Calculating Obesity’s Price Tag for Businesses

Concerns about ballooning medical costs are prompting major employers in the United States to ask questions about how to encourage healthier habits as well. A new “obesity cost calculator,” soon available online, will help businesses determine to what extent poor employee health impacts their bottom line. CDC experts collaborated with experts at RTI International to develop the calculator; their work was supported by a CDC Foundation partnership with Sanofi-Aventis. The calculator combines a company’s medical, hospital, pharmaceutical and absenteeism-related costs to give employers a total obesity bill. Some employers may receive a bit of a shock.

Dietz and others hope that when business leaders see the total price tag for obesity, they will be motivated to take a more proactive role in supporting healthier lifestyles for their workers.

“We want to be able to evaluate the costs of obesity to employers, implement the recommended interventions and then evaluate the effect of interventions on cost,” says Dietz.

Supplying Science-based Strategies to Meet Employers’ Demand

The “recommended interventions” to which Dietz refers are being developed by his division through an analysis of available data on the effectiveness of diverse nutrition and physical fitness programs. After the team identifies strategies that have been proven the most effective, they plan to combine them with a set of yet untested but promising practices to create a set of overall recommendations for healthier worksites. Recommendations might include expanded access to fitness facilities, healthier options in cafeterias and snack machines, financial incentives for employees to make healthier choices, or even changes to office buildings and factories that would encourage healthier habits like taking the stairs instead of the elevator.

One of the CDC Foundation’s major initiatives, Healthy Workforce U.S.A., will enable CDC to further refine and strengthen worksite wellness recommendations by conducting in-depth, real-world studies of specific worksites. The Foundation will help identify major employers interested in partnering with CDC on the initiative, and CDC will evaluate each business partner’s specific needs, recommend appropriate interventions, help implement the strategies and then evaluate the results.

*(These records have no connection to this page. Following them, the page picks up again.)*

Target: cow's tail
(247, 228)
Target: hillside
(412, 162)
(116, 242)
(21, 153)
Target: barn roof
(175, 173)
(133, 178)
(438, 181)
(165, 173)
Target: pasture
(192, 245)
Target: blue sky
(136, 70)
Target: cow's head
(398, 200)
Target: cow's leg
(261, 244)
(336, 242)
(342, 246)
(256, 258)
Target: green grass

While work on the initiative is just getting under way, a Foundation partnership with Cargill has allowed a CDC team to test drive the concept at the company’s facility in Sidney, Ohio. Cargill has partnered with the Foundation and CDC on a number of obesity- and nutrition-targeted projects, including an elementary school health improvement project and an international effort to fortify flour to prevent birth defects. The CDC team conducted an in-depth evaluation of the health needs of Cargill’s Sidney facility’s 450 employees and is scheduled to recommend a plan of action to Cargill’s leadership team this fall.

“CDC has been an instrumental partner in bringing structure and science to our wellness efforts in Sidney, Ohio,” says Stephanie Moore, senior project manager for Cargill’s benefits department. “Choosing appropriate interventions is an important step in designing and implementing a results-oriented worksite wellness program for Cargill’s diverse locations. Ultimately we hope to be ableto take what we have learned from the Sidney wellness assessment and apply it to our other locations and corporate initiatives.”

Healthy Workforce U.S.A. and other CDC Foundation partnerships are quickly developing momentum, fueled by a demand from community and business leaders for science-based solutions to a supersized problem.